Models of Students' Thinking Concerning the Greenhouse Effect and Teaching Implications

Koulaidis, V. & Christidou, V. (1999). Models of students' thinking concerning the Greenhouse Effect and teaching implications. Science Education, 83, 5, 559-576.

Individual, semistructured interviews were used to study 40 primary school students' (ages between 11 and 12 years) conceptions concerning the greenhouse effect. Analysis of the data led to the formation of 7 distinct models of thinking regarding this environmental phenomenon. The inferred models are differentiated according to the following criteria: (a) the position and distribution of the greenhouse gases; (b) the existence of connections between the greenhouse effect and the ozone layer, or its depletion; and (c) the types of radiation considered to be involved in the greenhouse effect.
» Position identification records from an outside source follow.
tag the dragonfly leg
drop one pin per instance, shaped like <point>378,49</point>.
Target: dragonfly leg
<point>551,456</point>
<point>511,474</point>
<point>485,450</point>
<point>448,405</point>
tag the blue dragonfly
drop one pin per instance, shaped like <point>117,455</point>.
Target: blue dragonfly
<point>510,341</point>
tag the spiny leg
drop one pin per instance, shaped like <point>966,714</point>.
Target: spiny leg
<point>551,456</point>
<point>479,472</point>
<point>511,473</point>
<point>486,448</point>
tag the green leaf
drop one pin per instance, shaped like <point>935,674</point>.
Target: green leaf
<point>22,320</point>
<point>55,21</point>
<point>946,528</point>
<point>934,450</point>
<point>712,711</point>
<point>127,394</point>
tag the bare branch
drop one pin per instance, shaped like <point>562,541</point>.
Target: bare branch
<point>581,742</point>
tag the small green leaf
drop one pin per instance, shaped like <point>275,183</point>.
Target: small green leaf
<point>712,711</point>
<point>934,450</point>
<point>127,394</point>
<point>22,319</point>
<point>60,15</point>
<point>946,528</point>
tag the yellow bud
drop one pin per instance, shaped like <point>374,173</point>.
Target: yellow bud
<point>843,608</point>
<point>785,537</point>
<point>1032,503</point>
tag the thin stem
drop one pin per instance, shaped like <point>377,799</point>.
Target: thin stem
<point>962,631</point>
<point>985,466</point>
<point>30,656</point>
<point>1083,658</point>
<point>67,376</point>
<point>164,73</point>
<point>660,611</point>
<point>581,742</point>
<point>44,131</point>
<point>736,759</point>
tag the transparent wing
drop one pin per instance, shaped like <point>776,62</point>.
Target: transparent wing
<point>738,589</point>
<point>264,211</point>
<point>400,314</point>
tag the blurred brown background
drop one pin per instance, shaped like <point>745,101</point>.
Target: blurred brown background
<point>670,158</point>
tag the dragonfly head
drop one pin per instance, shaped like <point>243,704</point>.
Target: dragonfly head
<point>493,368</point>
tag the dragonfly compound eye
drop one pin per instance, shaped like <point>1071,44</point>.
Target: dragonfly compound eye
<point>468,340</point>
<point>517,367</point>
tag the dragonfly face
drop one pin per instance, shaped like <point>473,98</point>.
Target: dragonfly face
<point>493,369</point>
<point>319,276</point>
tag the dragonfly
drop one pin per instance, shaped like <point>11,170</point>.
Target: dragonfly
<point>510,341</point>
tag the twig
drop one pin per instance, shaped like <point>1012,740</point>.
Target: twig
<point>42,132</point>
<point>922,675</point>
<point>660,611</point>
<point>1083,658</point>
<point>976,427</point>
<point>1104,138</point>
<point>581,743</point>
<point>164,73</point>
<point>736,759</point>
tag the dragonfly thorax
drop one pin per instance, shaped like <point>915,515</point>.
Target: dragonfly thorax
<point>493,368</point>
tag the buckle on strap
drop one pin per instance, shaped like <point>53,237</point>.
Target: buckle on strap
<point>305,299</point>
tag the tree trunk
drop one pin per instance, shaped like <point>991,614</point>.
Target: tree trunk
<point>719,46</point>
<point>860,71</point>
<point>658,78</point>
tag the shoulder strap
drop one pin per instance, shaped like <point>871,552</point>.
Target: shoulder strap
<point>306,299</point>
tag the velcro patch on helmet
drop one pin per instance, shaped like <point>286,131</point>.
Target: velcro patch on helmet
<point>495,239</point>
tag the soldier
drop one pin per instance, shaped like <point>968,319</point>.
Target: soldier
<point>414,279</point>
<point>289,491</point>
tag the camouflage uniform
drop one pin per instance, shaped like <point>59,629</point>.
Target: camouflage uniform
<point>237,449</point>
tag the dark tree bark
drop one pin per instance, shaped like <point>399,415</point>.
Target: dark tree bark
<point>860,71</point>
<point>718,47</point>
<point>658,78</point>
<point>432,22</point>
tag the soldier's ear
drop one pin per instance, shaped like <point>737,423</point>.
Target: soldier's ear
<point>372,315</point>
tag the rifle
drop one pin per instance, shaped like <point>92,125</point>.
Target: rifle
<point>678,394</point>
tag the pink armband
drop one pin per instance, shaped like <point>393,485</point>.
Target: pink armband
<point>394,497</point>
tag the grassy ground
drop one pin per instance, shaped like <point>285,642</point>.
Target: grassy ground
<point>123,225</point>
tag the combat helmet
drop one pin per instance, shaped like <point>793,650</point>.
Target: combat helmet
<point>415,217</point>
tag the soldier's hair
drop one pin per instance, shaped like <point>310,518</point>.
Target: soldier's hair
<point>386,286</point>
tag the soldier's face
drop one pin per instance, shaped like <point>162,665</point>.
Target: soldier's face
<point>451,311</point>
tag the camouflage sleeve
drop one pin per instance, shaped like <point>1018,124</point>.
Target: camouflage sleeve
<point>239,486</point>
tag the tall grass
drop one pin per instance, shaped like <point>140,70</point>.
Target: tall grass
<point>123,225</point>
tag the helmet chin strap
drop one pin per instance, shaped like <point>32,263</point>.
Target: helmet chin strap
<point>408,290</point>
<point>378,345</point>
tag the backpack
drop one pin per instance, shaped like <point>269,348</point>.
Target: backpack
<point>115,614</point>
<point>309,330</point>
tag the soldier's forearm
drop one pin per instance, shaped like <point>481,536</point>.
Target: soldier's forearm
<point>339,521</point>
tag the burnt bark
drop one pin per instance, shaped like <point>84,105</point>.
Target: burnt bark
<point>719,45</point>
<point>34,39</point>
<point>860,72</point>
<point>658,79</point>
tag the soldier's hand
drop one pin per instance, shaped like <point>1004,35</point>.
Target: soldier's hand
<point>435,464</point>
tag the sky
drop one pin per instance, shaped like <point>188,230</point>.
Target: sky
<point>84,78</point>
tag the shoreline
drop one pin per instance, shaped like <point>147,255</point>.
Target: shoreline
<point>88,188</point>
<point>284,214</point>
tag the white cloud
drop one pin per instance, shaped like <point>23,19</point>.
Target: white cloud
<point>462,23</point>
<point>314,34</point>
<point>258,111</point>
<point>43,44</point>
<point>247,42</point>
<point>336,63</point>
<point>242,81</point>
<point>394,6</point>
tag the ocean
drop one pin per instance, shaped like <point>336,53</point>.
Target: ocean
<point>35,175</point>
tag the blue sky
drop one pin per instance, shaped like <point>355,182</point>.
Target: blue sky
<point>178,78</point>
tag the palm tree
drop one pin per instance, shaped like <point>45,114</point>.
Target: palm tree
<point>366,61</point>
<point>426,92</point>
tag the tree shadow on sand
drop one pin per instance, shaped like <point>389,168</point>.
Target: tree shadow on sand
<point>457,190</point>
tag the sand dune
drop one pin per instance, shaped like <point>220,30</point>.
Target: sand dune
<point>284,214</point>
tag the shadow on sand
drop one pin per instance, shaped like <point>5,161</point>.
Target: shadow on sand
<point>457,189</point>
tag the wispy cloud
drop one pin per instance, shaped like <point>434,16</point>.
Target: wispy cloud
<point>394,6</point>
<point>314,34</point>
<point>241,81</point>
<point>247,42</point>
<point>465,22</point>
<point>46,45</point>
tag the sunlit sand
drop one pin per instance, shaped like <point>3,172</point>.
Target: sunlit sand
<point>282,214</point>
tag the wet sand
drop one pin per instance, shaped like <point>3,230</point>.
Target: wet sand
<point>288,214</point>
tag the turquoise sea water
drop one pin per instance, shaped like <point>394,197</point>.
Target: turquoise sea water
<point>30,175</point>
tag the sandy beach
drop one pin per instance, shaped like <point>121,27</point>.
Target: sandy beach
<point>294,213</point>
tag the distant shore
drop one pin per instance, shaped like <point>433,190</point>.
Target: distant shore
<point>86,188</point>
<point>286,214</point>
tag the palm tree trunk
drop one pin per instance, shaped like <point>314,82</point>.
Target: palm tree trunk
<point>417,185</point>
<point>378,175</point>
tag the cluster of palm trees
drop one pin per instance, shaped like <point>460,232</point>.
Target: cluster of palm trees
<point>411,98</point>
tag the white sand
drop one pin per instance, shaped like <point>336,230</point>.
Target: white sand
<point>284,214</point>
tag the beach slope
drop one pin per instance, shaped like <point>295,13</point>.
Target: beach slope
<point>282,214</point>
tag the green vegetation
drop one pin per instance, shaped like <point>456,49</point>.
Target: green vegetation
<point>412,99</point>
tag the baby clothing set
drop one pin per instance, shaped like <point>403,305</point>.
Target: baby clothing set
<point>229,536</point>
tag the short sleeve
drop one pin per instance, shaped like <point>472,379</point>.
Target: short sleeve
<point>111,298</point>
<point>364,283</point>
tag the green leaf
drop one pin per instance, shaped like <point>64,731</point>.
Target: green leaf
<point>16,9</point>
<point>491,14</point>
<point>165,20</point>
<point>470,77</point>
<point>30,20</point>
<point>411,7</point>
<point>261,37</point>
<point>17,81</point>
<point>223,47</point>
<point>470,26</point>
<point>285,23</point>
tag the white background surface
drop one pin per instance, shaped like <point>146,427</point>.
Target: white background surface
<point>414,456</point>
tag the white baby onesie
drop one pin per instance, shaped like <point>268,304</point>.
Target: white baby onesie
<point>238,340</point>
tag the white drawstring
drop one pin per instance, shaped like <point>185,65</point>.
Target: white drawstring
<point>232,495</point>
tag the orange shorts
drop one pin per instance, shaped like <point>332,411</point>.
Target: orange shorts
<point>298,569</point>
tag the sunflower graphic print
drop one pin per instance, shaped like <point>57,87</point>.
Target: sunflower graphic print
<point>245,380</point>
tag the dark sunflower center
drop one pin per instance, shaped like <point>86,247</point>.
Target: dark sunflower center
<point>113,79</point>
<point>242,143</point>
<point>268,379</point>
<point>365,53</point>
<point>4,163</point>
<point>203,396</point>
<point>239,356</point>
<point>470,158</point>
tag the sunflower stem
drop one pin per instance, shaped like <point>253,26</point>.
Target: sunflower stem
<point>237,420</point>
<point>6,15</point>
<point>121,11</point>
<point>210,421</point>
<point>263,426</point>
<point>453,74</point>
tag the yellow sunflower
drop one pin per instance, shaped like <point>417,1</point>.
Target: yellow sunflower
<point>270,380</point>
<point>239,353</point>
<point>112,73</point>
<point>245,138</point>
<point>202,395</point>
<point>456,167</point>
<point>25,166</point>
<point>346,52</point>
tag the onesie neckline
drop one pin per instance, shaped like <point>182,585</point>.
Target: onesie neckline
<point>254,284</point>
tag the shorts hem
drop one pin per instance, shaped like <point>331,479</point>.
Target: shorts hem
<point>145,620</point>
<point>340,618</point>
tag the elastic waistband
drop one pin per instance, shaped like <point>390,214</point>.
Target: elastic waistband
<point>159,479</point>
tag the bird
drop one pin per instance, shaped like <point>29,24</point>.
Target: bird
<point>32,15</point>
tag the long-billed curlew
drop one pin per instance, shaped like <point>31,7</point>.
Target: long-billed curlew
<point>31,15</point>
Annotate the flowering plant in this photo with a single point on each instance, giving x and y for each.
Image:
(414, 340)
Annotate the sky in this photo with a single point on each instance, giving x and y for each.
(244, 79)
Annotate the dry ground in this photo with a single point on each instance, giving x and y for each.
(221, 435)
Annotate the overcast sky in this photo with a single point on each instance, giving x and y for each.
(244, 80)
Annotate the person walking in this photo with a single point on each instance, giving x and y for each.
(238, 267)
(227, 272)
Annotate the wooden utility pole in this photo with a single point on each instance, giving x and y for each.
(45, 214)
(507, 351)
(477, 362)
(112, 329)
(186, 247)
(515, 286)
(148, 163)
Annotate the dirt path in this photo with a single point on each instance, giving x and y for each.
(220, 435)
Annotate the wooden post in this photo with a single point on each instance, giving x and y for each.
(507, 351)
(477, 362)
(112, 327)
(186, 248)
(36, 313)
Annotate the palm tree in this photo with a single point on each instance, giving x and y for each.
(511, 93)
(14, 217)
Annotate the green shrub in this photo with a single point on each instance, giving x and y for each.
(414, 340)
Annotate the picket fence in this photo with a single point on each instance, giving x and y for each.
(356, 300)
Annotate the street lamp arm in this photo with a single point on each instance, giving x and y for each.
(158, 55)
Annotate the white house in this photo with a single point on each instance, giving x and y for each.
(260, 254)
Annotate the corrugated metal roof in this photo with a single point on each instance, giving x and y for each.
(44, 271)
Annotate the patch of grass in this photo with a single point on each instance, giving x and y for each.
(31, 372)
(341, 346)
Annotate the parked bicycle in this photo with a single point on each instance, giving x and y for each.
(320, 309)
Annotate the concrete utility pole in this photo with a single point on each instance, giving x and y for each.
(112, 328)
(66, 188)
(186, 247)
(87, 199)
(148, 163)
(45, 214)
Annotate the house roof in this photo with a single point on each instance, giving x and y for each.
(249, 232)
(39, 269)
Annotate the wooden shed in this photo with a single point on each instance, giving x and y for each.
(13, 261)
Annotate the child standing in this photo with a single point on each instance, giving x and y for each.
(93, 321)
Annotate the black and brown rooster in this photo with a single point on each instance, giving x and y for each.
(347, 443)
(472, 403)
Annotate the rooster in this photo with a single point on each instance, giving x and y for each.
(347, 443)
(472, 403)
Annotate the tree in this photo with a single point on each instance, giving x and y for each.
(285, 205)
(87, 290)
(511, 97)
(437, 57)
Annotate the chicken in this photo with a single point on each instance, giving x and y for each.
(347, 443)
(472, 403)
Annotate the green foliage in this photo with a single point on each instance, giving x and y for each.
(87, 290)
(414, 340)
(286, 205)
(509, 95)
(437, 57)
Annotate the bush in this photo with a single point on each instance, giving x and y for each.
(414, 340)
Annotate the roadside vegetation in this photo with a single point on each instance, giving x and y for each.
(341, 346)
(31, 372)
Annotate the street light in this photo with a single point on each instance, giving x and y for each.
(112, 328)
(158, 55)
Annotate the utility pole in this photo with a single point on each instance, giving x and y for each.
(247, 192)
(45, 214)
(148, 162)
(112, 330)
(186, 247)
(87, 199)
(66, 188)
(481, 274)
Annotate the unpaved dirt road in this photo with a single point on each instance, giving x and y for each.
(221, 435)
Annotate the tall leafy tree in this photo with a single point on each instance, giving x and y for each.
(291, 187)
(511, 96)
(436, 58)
Children's models involve a common core of beliefs, according to which the greenhouse effect is due to solar radiation that heats up the earth and the atmosphere, while getting trapped by certain atmospheric gases, and severely changes the climate, melts the polar ice, and raises the sea level. The teaching implications discussed are: (a) the concept of uniform diffusion of atmospheric gases; (b) the conceptual distinction between ultraviolet and other forms of solar radiation; (c) the conceptual distinction between sunlight and terrestrial radiation; and (d) the conceptual distinction between the roles of the ozone layer and greenhouse gases in the atmosphere.